Is it updaring both.?
Do you have referential integrity set between them with cascading set.?
 
ilikecats,

First, welcome to the forum.

I'm pretty much learning MS Access from scratch
We are all learning, so welcome to the "club".

I recommend you step back and, in plain English, tell us what it is about neighbourhoods and households as they relate to your project. Are you producing some statistics, reports..? Are the some basic "facts" we should know about your intended use of this database?

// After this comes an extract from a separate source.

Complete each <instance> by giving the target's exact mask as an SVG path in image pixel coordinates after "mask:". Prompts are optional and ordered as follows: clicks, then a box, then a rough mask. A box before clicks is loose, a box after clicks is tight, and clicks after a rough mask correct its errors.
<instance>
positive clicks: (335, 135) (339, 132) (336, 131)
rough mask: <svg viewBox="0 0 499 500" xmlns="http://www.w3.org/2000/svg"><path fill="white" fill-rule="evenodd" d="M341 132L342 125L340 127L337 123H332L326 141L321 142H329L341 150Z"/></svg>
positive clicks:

Good luck with your project.
 
When I select an option in the combobox, I expect it to modify just the current record in the Households table. Instead, the changes update the currently-selected field in the Neighbourhoods table. Depending on what Bound Column I chose, I either end up with the newly-selected neighbourhood name or a number.
Hi. Welcome to AWF!


Pardon me for jumping in, but would you mind showing us the Record Source for your form? If you're using a query that joins the two tables, I would suggest you don't do that and simply bind the form to the Households table alone.
 
The control source is set to the Neighborhood field on the Households table, and the Bound Column is 1
Without answering the other questions, my first guess is it is mistakenly bound to the Neighborhood field in the Neighborhood table and not the household table.

I usually not not name my PK and FK fields this same name in both tables for this reason. I will usually have something like Neighborhood_ID in the neighborhood table and the foreign key in the child table would be Neighborhood_FK.

Although Gasman mentioned Cascade Updates, that should not be an issue. Changing a child does not change the parent only the other way around. If you change the Parent PK however then all the children with the FK will change.

When you enforce referential integrity and choose the Cascade Update Related Fields option, and you then update a primary key, Access automatically updates all fields that reference the primary key.
 
Hi. Welcome to AWF!


Pardon me for jumping in, but would you mind showing us the Record Source for your form? If you're using a query that joins the two tables, I would suggest you don't do that and simply bind the form to the Households table alone.

That solved it! I thought the form was pulling directly from the table, but instead it was pulling from one of my queries (which, in some brilliant stroke of genius, I had hidden so I completely forgot about it). :banghead: I changed the source of Neighbourhood in the query and it solved the issue.

Thanks for all the help everyone. :)
 
That solved it! I thought the form was pulling directly from the table, but instead it was pulling from one of my queries (which, in some brilliant stroke of genius, I had hidden so I completely forgot about it). :banghead: I changed the source of Neighbourhood in the query and it solved the issue.

Thanks for all the help everyone. :)
Hi. Congratulations! Glad to hear you got it sorted out. Good luck with your project and Happy New Year!